The comparison between the different generator predictions of the 3rd jet \(\text {p}_\text {T}\) in 3 jet events reveals small differences. Pythia’s 3rd jet tends to be a bit more energetic than Powheg and Madgraph. the angle that separates this jet from the transverse thrust direction tends to be slightly smaller in Pythia and larger in Madgraph. No significant difference is noticed while studying the properties of the fourth jet.
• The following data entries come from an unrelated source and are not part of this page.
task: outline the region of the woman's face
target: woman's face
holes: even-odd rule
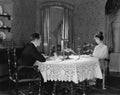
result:
[[[98,37],[94,37],[94,39],[95,39],[95,42],[96,42],[97,44],[100,43],[100,39],[99,39]]]

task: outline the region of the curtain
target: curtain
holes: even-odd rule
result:
[[[106,15],[106,29],[105,29],[105,44],[108,46],[109,50],[113,50],[113,19],[110,15]]]
[[[49,8],[41,10],[42,51],[49,54]]]

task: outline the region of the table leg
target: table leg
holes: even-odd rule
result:
[[[56,81],[54,82],[54,85],[53,85],[53,92],[52,92],[52,95],[56,95]]]
[[[82,90],[83,90],[83,95],[85,95],[85,90],[86,90],[86,80],[83,81],[83,87],[82,87]]]
[[[70,83],[70,93],[71,93],[71,95],[73,94],[73,84],[72,84],[72,82]]]

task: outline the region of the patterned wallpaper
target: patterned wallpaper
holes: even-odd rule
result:
[[[36,30],[36,8],[42,2],[53,0],[13,0],[13,32],[17,46],[24,45],[29,35]],[[75,47],[84,42],[93,42],[93,36],[105,29],[106,0],[54,0],[73,4],[73,33]],[[37,6],[36,6],[37,5]],[[78,41],[79,38],[79,41]]]
[[[74,12],[74,32],[76,45],[93,42],[93,36],[98,31],[105,30],[105,2],[92,1],[76,6]],[[79,40],[78,40],[79,37]]]
[[[37,6],[52,0],[37,0]],[[78,44],[94,42],[93,36],[98,31],[105,31],[106,0],[55,0],[73,4],[73,34],[75,49]]]
[[[35,32],[36,3],[35,0],[14,0],[13,37],[17,47],[29,41]]]

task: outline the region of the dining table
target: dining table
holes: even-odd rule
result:
[[[102,79],[99,60],[90,55],[49,57],[46,62],[36,61],[44,82],[64,81],[78,84],[84,80]]]

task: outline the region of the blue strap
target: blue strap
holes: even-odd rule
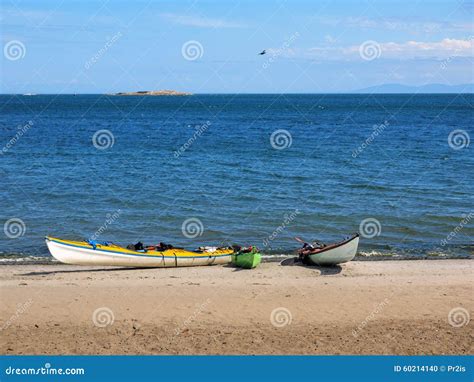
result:
[[[109,245],[107,241],[98,241],[98,240],[87,240],[87,243],[92,245],[92,249],[97,249],[97,245]]]

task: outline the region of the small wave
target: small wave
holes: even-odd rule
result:
[[[443,251],[400,251],[400,252],[383,252],[383,251],[360,251],[357,253],[356,260],[427,260],[427,259],[472,259],[469,254],[453,254]]]
[[[289,253],[274,253],[274,254],[265,254],[262,253],[263,258],[269,258],[269,259],[274,259],[275,257],[291,257],[292,255]]]
[[[31,256],[31,255],[3,255],[0,256],[1,265],[14,264],[54,264],[59,263],[52,256]]]
[[[361,257],[374,257],[374,256],[397,256],[396,253],[387,253],[387,252],[380,252],[380,251],[361,251],[357,253],[357,256]]]
[[[276,262],[276,261],[281,261],[281,260],[284,260],[284,259],[289,259],[289,258],[292,258],[292,257],[295,257],[294,255],[289,255],[289,254],[279,254],[279,255],[265,255],[265,254],[262,254],[262,261],[264,261],[265,263],[272,263],[272,262]]]

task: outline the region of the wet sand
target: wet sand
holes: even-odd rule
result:
[[[2,354],[472,354],[472,260],[0,267]]]

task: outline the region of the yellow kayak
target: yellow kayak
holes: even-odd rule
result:
[[[231,248],[211,248],[188,251],[171,248],[163,251],[135,251],[111,243],[62,240],[46,237],[51,255],[62,263],[76,265],[115,265],[122,267],[191,267],[227,264],[232,259]]]

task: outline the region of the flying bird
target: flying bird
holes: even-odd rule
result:
[[[264,49],[264,50],[262,50],[262,51],[259,53],[259,55],[260,55],[260,56],[263,56],[263,55],[266,54],[266,53],[267,53],[267,51],[266,51],[266,49]]]

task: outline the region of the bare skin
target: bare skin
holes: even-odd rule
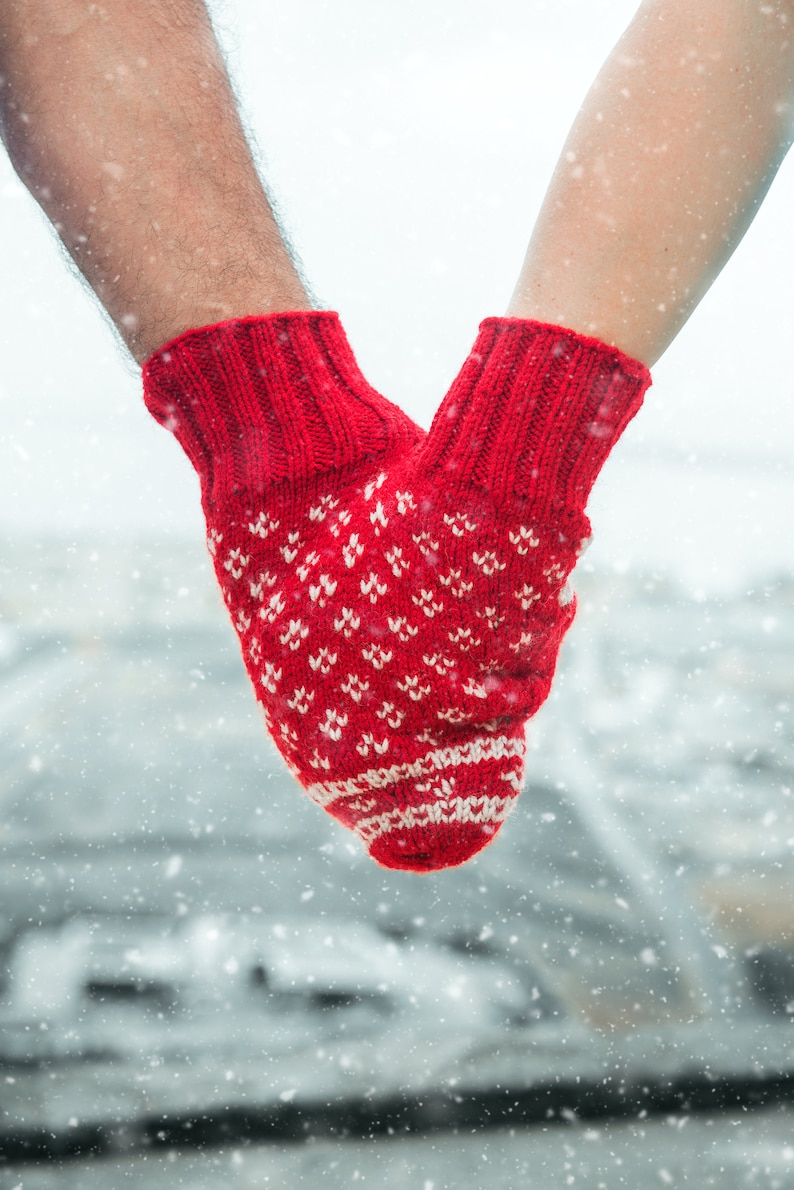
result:
[[[201,0],[2,0],[0,132],[134,357],[311,308]],[[792,140],[794,0],[645,0],[564,148],[509,313],[652,364]]]
[[[0,131],[139,362],[311,309],[200,0],[2,0]]]
[[[646,0],[574,123],[509,313],[651,365],[792,142],[792,0]]]

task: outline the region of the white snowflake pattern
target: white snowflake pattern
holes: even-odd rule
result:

A data-driven procedure for estimating the QCD background for multijet final states, i.e. the Two Hemisphere Method (THm) has been proposed. The basic conjecture of this procedure, namely, the independence of the jet multiplicity in one hemisphere on that in the other, has been tested with the three generators and found to be correct within 25–50%. A figure of merit estimating the overall systematic uncertainty by including all jet multiplicities for each generator gives a comparable number, approximately 25% (Fig. 7). We consider these results as encouraging. The attainable sensitivity of a THm analysis is comparable to that of the conventional methods. Since the sources of the uncertainties in this new approach are very different from the current methods the procedures compliment one another.